L’oraison est l’effort pour posséder Dieu ici-bas, autant que nous en sommes capables, avec les voiles de la foi.

Le moyen de posséder Dieu, c’est la pureté du coeur, c’est- à-dire la destruction du péché, l’acquisition de la vertu, de la sainteté qui est l’ensemble des vertus. L’oraison nous donne ce moyen en nous détachant des créatures.

Le terme de l’oraison est la préparation au ciel, où nous serons éternellement unis à l’adorable Trinité.

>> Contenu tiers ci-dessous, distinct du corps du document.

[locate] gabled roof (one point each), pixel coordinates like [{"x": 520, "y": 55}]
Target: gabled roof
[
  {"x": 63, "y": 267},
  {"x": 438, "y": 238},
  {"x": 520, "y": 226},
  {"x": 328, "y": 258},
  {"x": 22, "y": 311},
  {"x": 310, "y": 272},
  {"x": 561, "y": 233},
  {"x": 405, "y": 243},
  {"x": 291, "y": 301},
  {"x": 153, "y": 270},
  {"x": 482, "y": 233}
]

Examinons ces trois propositions.

l. — L’oraison est l’effort pour s’unir à Dieu ici-bas

Mais comment s’unir à Celui que rien ne peut contenir? [[ An ubique totus es, et res nulla te totum capit? N’êtes-vous pas tout entier partout, s’écrie saint Augustin, et nulle part contenu tout entier? ]] Et poursuivant son idée: [[ Qu’êtes-vous donc, mon Dieu, qu’êtes-vous? Quid es ergo, Deus meus?]]

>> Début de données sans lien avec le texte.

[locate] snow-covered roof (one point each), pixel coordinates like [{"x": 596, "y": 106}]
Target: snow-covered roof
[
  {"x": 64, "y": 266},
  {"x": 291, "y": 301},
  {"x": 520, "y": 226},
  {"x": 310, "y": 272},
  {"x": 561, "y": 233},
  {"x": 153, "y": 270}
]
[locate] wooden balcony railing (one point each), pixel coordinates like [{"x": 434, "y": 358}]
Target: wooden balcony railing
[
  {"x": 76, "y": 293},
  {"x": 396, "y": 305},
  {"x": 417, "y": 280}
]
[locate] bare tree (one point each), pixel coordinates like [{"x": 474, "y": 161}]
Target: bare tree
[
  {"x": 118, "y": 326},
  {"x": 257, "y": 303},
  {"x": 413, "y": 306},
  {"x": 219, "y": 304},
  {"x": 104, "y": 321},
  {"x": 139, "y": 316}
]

IV. – [[ Qu’êtes-vous donc, mon Dieu? Qu’êtes-vous, je le demande, sinon le Seigneur Dieu? ]] [[ Qui est seigneur en dehors du Seigneur? Ou qui est dieu en dehors de notre Dieu? ]]

[[ O très haut, très bon, très puissant, très omnipotent, très miséricordieux et très juste, très caché et très présent, très beau et très fort, stable et impossible à saisir, immuable et changeant tout, jamais nouveau, jamais ancien, renouvelant tout,

[[amenant à leur insu les orgueilleux à la décrépitude]]; toujours actif, toujours en repos ; amassant sans avoir besoin de rien ; portant, remplissant, protégeant, créant et nourrissant, parachevant, cherchant, bien que rien ne vous manque! Vous aimez, mais sans emportement; votre jalousie est sans inquiétude, votre repentir sans douleur; votre colère reste paisible ; vous modifiez vos oeuvres, non vos desseins. Vous recouvrez ce que vous trouvez sans l’avoir perdu; vous n’êtes jamais pauvre et vous aimez le gain; jamais avare et vous exigez des usures.On vous donne plus qu’on ne vous doit, afin que vous deveniez débiteur. Et qui, pourtant, possède quelque chose qui ne soit à vous? Vous payez vos dettes sans devoir à personne; vous les remettez sans en rien perdre.

[[ Et qu’avons-nous dit, mon Dieu, ma vie, ma sainte douceur, que peut-on dire, quand c’est de vous qu’on parle? Et pourtant malheur à ceux qui taisent sur vous, car leur parlage n’est alors que mutisme!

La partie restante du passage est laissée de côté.